Mercy is installing raised bed gardens in several of their properties, and will ensure there is space for gardens in all future developments.
Additionally, PeachState is launching a new mobile food truck that will give away fresh, locally grown produce to residents of Mercy Housing across the state. The food will be sourced from the Turnip Truck, a local food hub and distributor in Atlanta, as well as member farms of Georgia Organics.
The event was a rousing success. With support and guidance from the Atlanta Community Food Bank, 20 raised beds were filled with soil and compost, before starter plants were placed in the beds.
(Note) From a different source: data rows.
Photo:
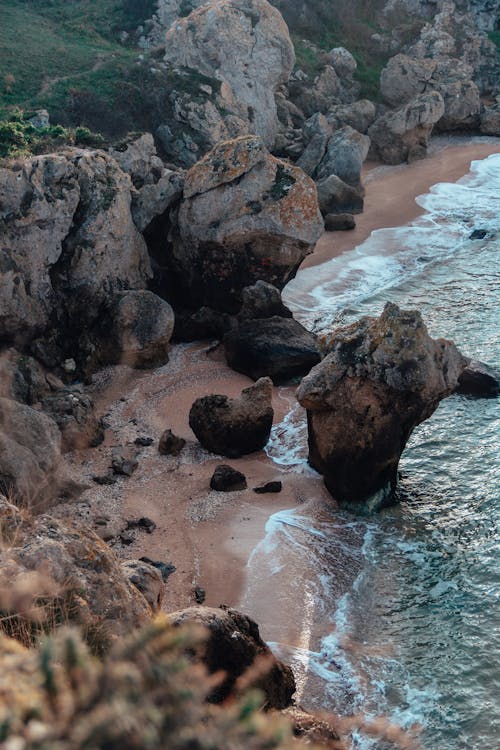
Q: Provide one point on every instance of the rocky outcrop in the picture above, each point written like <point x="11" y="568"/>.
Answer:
<point x="32" y="471"/>
<point x="245" y="216"/>
<point x="403" y="135"/>
<point x="68" y="243"/>
<point x="233" y="427"/>
<point x="380" y="378"/>
<point x="234" y="645"/>
<point x="93" y="590"/>
<point x="280" y="348"/>
<point x="136" y="329"/>
<point x="244" y="47"/>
Close to 100 people turned out to support the cause, as well as learn techniques and recipes for healthy eating.
It was the first of many events Street will be a part of with PeachState in 2016.
“There are several initiatives coming up,” said Street. “It’s all a part of people being aware of what they’re putting in their bodies now. A lot of diseases going around are really being caused by food and meat, and the way food is processed and grown now.”
And that’s just the first layer. Understanding the value of growing food as it relates to all of human existence is essential to living sustainably and harmoniously.
Fortunately, folks like Street, CeeLo Green and his family, and many other community organizations, are rallying around this essential truth to create a better future for us all.